The signs and symptoms of fibromyalgia are related to the way the brain recognizes and interprets pain signals. People with fibromyalgia have an increased sensitivity to pain; they feel pain more acutely than others would in response to a given stimulus. Researchers describe this phenomenon as the “volume” of pain sensations being turned up too high (pain amplification). Studies of the genetics of fibromyalgia have focused on genes with roles in the way the brain processes pain. For example, several genes that may influence the condition are involved in the production and breakdown of certain chemical messengers called . These chemicals relay signals between nerve cells that can increase or decrease the sensation of pain, a process known as pain modulation.

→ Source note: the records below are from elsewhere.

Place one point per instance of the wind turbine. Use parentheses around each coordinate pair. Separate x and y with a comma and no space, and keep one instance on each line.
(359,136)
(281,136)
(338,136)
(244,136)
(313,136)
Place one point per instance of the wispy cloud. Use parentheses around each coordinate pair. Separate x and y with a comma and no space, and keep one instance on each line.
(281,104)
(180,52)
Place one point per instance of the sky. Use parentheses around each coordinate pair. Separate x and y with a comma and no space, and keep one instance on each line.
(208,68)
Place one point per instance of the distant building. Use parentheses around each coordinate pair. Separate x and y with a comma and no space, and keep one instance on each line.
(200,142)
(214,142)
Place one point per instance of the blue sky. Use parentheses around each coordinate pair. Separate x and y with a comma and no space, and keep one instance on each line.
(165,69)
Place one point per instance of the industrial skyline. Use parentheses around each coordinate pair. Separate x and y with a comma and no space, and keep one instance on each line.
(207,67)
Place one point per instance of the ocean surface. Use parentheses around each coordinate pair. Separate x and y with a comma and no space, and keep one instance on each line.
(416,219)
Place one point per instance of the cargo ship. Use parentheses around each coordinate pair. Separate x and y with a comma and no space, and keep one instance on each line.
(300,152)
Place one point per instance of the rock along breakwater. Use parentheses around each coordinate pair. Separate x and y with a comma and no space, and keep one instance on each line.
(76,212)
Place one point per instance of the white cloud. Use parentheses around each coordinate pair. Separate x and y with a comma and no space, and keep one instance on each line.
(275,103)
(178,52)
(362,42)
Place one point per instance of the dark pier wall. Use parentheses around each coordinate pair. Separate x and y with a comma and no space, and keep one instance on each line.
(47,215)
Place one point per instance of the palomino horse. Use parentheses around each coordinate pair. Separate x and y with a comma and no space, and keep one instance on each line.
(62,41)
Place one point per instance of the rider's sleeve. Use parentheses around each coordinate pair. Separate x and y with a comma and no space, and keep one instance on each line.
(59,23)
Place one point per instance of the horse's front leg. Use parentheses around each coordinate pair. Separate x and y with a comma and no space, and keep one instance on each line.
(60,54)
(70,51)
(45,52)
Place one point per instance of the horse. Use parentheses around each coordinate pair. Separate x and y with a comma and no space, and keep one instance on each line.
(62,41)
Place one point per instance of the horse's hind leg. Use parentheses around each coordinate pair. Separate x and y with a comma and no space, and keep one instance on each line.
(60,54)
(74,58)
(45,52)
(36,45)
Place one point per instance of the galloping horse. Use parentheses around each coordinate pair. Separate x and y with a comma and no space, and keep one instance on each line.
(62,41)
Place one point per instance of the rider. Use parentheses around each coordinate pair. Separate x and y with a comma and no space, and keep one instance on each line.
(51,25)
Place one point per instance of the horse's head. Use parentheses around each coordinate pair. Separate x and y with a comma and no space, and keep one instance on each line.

Nongenetic (environmental) factors also play critical roles in a person’s risk of developing fibromyalgia. The disorder can be triggered by infection or illness that would not otherwise cause chronic pain, injury, and other physical stress. Psychological and social factors such as a history of childhood abuse or neglect, exposure to war or other catastrophic events, and low job or life satisfaction have also been associated with an increased risk of fibromyalgia. Additionally, physical inactivity, obesity, and sleep disturbances seem to increase risk. However, many people who develop this condition do not have any recognized triggers or risk factors. It is likely that environmental conditions interact with genetic factors to determine the overall risk of developing this disorder.